1. Bursting force and pressure resistance
Excessive deviation of shell wall thickness will lead to insufficient local strength and easy rupture when the battery is thermal away. The wall thickness tolerance of the 3003-H14 shell needs to be controlled at ≤±0.05mm and the bursting pressure needs to be ≥1.2MPa (national standard requirement).

Precision stretching can ensure the consistency of thickness of four corners and side walls to avoid the risk of shell bursting due to stress concentration.

2. Sealing and welding quality
The insufficient flatness of the shell opening will affect the sealing of the cover plate welding and cause electrolyte leakage. The mold design needs to reserve a shaping station to ensure the dimensional accuracy of the opening end.

3. Battery energy density
A shell that is too thick increases weight and reduces energy density; a shell that is too thin affects structural strength.

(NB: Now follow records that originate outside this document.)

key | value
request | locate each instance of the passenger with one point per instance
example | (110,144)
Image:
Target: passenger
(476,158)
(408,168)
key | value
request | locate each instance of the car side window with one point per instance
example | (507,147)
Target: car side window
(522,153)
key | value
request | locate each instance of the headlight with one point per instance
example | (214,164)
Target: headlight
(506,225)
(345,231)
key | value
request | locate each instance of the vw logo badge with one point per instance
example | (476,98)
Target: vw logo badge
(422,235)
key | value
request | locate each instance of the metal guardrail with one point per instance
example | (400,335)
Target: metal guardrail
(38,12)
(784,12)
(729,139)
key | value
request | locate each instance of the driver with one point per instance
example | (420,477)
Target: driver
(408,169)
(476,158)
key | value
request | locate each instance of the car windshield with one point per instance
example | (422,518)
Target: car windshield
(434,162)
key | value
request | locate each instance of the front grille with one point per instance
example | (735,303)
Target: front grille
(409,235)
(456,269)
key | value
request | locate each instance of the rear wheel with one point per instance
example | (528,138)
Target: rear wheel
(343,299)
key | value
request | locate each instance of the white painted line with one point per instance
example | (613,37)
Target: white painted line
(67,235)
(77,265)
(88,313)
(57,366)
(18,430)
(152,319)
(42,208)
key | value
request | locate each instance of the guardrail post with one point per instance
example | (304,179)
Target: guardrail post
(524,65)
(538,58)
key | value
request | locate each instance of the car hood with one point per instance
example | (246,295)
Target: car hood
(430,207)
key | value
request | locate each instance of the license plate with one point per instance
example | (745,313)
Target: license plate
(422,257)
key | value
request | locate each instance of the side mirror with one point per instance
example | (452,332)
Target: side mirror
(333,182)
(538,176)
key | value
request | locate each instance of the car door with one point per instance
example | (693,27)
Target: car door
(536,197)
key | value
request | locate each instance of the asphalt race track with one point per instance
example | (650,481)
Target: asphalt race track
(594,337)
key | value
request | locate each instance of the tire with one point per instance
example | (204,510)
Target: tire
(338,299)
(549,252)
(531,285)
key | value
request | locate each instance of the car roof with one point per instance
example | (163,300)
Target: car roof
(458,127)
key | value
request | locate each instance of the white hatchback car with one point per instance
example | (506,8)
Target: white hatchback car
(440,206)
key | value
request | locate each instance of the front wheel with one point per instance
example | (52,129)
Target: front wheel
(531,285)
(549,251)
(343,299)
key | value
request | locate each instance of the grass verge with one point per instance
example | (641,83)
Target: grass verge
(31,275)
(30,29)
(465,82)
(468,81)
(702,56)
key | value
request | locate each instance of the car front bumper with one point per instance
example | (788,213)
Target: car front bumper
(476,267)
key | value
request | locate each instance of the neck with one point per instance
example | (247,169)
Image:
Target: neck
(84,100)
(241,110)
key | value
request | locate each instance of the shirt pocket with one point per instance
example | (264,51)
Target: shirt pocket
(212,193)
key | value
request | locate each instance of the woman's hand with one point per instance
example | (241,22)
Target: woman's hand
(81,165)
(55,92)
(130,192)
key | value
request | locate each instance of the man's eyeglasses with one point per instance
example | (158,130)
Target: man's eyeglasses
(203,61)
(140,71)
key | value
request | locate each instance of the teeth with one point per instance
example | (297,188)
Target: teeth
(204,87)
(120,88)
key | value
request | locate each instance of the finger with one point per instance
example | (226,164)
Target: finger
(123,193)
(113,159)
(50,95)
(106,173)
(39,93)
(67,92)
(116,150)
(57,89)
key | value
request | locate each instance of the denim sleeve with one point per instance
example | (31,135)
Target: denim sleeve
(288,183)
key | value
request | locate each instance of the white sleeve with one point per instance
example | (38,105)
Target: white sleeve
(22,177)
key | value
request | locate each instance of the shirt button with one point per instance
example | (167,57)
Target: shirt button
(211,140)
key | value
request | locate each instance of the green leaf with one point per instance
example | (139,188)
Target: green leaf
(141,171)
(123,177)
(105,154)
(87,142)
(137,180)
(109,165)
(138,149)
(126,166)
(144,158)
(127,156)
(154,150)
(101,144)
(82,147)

The work-hardening characteristics of 3003-H14 need to balance the material thinning rate through mold design.

The lithium battery aluminum alloy stretched shell produced by our factory is widely used in the following fields:

1. New energy vehicle battery pack: Square aluminum shell battery cells are the mainstream power battery structure and are widely used by OEMs such as BYD and CATL.

2. Energy storage system battery module: It is used in scenarios such as home energy storage, industrial energy storage, and backup power supply for communication base stations, and has excellent structural strength and corrosion resistance.

3. Smart devices and mobile power supplies: Some high-end mobile power supplies also use aluminum alloy square shells to improve product grade and heat dissipation efficiency.

In the future, as lithium batteries develop towards higher energy density and higher safety standards, higher requirements will be placed on the precision and performance of the Prismatic Cell Aluminum Battery Case. Stretching die technology, material modification, and surface treatment processes will become the key directions for continuous optimization. As the core of new energy technology, the structural parts process of lithium batteries is an important guarantee for safety and performance. The use of 3003-H14 aluminum alloy combined with advanced aluminum alloy stretching die design and automated stamping process not only achieves high-efficiency and high-consistency mass production but also provides a solid foundation for the development of new energy vehicles and energy storage industries.